С самой Пасхи не появлялся он в Угличе. Лицо его было радостно-взволнованно, он явно окрылён был каким-то хорошим известием.
– Здрав буди, великий князь Василий Васильевич! – громко произнёс он, кланяясь. – Здравия всем, княгине Марье Ярославне, честным боярам!
– Кутузов? Вася? – встрепенулся слепой.
– Он самый. Да с новостью для вас, – широко улыбаясь, рокотал вошедший. – Детки ваши плывут! К полудню, должно быть, надобно будет стречать их на пристани.
– Как плывут? – вскочил Василий. Вскочила со своего места и княгиня Марья.
– Отпустил их Шемяка к вам, – сказал Кутузов.
– Отпустил? Почему отпустил? – недоумённо вскинул брови пристав Иван. – А говорят…
– Говорят, да недоговаривают, – перебил его Михаил Фёдорович. – Послушаем Кутузова-то! Говори, Василь.
– Вчера Шемяка обед пышный устроил, всякие ласковые слова говорил княжатам, – стал рассказывать гонец, – о примирении, о том, что старое позабыть надо. Я на том пиру не был, ибо вовсе за другого себя выдавал, находясь в Переславле. Тому, сами знаете, какие причины. Так вот, сказывают, Иоанн Васильевич столь дерзко отвечал Шемяке, что тот возмутился и повелел тотчас всех, кто из Мурома прибыл, и княжат посадить в корабль и отправить всех сюда, в Углич.
– Слава Богу, не порезал! – перекрестился дьяк Беда.
– И то! – кивнул Кутузов. – Я сам видел, как они на корабль садились. Но когда по Плещееву озеру плыли, я их обогнал. Они на тяжёлом струге шли, а я в лёгкой ладье летел. Я Калязин ночью проплыл, а они, должно, только к утру до него добрались. Так что к полудню или к вечеру самое позднее – ждите ненаглядных своих.
– Ну и дела! – вздохнул пристав Котов огорчённо.
– Господи, а я-то – как чуяла! – воскликнула счастливая княгиня. – Вася! – пошла она к Кутузову. – Дай расцелую тебя за добрую весть! – щедро расцеловала его пахнущее речным ветром лицо. – Как же благодарить тебя за такую радость? Чего пожелать? Желаю тебе, чтобы в потомстве твоём родился новый Александр Невский, вот каково моё желанье!
– Спаси Христос, добра княгиня! – отвечал Кутузов.
Оглянувшись на мужа, Марья увидела, как Василий дрожащими руками снимает с пальца перстень с дорогим смарагдом.
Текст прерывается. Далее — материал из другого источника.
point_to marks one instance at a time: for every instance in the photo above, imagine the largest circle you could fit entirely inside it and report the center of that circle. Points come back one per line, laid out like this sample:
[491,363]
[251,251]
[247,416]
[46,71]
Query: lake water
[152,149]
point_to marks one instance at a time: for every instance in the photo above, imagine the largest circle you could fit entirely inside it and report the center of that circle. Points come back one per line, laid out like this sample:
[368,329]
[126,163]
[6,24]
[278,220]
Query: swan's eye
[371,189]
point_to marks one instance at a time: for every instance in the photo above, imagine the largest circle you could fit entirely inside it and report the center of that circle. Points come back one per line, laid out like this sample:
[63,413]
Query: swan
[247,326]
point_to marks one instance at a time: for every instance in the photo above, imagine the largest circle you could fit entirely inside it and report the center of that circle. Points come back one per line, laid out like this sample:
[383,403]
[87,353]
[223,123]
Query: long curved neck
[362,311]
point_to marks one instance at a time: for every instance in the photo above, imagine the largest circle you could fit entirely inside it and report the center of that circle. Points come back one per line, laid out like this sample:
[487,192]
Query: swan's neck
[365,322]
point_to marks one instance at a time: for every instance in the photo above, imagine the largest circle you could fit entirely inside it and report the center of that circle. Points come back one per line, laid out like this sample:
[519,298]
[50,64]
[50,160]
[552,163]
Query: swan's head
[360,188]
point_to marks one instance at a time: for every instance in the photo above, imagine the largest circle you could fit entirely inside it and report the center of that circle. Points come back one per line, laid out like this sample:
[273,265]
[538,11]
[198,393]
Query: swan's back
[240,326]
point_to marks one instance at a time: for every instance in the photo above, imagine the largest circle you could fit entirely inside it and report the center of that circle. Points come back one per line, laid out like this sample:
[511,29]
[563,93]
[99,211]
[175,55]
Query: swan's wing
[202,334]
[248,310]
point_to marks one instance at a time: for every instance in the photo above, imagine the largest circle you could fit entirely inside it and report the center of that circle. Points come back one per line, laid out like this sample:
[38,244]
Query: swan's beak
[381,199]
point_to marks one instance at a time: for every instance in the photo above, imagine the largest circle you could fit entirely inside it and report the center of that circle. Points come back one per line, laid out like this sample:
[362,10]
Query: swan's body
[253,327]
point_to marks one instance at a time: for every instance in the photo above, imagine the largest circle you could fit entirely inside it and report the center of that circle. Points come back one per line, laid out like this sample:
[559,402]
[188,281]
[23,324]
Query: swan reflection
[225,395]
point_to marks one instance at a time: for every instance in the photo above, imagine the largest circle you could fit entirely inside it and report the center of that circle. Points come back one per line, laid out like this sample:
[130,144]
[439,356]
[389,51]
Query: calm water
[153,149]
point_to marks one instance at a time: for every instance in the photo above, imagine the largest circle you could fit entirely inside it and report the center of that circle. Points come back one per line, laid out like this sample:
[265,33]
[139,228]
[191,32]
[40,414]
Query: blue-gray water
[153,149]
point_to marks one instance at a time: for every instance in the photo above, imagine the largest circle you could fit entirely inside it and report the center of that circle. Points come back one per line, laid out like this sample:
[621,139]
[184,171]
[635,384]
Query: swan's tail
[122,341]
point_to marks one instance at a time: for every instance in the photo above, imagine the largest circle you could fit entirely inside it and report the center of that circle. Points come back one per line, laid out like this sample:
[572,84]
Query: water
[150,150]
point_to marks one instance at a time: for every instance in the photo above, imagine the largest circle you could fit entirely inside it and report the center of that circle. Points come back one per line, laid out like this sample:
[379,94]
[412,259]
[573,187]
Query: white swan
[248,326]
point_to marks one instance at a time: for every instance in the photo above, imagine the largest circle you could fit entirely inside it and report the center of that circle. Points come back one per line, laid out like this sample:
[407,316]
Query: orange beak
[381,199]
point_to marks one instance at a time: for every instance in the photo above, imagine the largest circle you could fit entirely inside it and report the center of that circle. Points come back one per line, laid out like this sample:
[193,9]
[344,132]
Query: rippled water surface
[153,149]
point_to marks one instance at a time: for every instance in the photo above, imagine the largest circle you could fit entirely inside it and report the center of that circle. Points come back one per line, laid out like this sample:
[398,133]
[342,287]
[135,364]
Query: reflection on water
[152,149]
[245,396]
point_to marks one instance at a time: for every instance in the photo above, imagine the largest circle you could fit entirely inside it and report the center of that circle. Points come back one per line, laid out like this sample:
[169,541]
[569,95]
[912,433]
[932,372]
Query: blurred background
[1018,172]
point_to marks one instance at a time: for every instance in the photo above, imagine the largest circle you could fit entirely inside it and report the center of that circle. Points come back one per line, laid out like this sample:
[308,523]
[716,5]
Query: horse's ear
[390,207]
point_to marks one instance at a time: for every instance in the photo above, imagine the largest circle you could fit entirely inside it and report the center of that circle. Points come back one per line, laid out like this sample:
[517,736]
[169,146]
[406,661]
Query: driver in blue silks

– Василь, миленький! – бормотал слепец. – Возьми-ка, сокол, от меня в награду за хорошее известие.
– Что ты! Великий княже! Оставь! – замахал руками Кутузов.
– Возьми! – строго приказал Василий. Перстень перешёл во владение доброго вестника.
– На пристань! – сказала княгиня Марья. – Как усидеть во дворце-то! На пристань!
– Да рано ещё, – засмеялся Кутузов.
– А ты, Вася, завтракай, – сказала ему Марья. – Садись, ешь. А мы уж пойдём дожидаться. Рано, не рано, не твоя печаль. Правда, Васенька? – обратилась она уже к мужу. Всё существо её пело, и в ответ на это торжественное пение сидящее в утробе маленькое существо решительно и резво заколотило ножками, будто тоже прыгая от счастья.